Os outros, incluindo eu, afirmavam que, atendendo à alavancagem excessiva no sector privado (nos agregados familiares, instituições financeiras e empresas), seria de esperar uma recessão em forma de U - longa e profunda. Duraria cerca de 24 meses e a conjuntura mundial não se dissociaria da contracção nos EUA.

Actualmente, com 20 meses de recessão nos Estados Unidos - uma recessão que se globalizou no Verão de 2008, com um forte "re-coupling" -, a tese da curva em V e do "decoupling" está completamente descartada. Esta é a pior recessão norte-americana e mundial dos últimos 60 anos. Se a recessão nos EUA terminar em finais deste ano - como parece mais provável -, terá sido três vezes mais longa e cerca de cinco vezes mais profunda - em termos de queda acumulada da produção - do que as duas recessões precedentes.

O actual consenso entre os economistas é de que a recessão já terminou, que os EUA e a economia global regressarão rapidamente ao crescimento e que não há qualquer risco de recaída. Infelizmente, este novo consenso poderá estar tão errado agora como estiveram nos últimos três anos os que sustentavam a hipótese de um cenário de recessão em forma de V.

Os dados provenientes dos Estados Unidos - aumento do desemprego, diminuição do consumo das famílias, produção industrial ainda em declínio e um fraco mercado imobiliário - sugere que a recessão norte-americana ainda não chegou ao fim. Uma análise similar a muitas outras economias avançadas sugere que, tal como nos EUA, o fundo esteja bastante próximo mas não tenha ainda sido atingido. A maioria das economias emergentes poderá estar a retomar a via do crescimento, mas o seu desempenho é ainda bastante inferior ao seu potencial.

Além disso, devido a uma série de razões, o crescimento nas economias avançadas deverá manter-se anémico e bastante abaixo da tendência pelo menos durante um par de anos.

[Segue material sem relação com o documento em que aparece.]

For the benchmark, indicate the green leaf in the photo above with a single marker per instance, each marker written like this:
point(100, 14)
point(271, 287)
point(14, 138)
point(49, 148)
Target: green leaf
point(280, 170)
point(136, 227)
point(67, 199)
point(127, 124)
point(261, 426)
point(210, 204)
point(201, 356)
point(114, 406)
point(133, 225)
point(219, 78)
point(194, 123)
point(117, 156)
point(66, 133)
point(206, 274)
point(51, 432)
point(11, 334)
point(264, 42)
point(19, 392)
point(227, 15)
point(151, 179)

A primeira razão é susceptível de dar origem a um abrandamento de longo prazo no crescimento: os agregados familiares precisam de se desendividar e poupar mais, o que provocará uma contracção do consumo durante anos.

Em segundo lugar, o sistema financeiro - tanto os bancos como as instituições não-bancárias - foi severamente abalado. A ausência de um crescimento sólido do crédito penalizará o consumo privado e os gastos em investimento.

Em terceiro lugar, o sector empresarial enfrenta uma saturação da capacidade e é provável que, se o crescimento for anémico e as pressões deflacionistas persistirem, a recuperação da rentabilidade seja débil. Consequentemente, não parece provável que as empresas aumentem os gastos de capital.

Em quarto lugar, a forte alavancagem do sector público, através de grandes défices orçamentais e acumulação de dívida, poderá bloquear uma retoma do investimento privado. Além disso, os efeitos das políticas de estímulo estarão já dissipados em inícios do próximo ano, sendo necessária uma maior procura por parte dos privados para sustentar um crescimento contínuo.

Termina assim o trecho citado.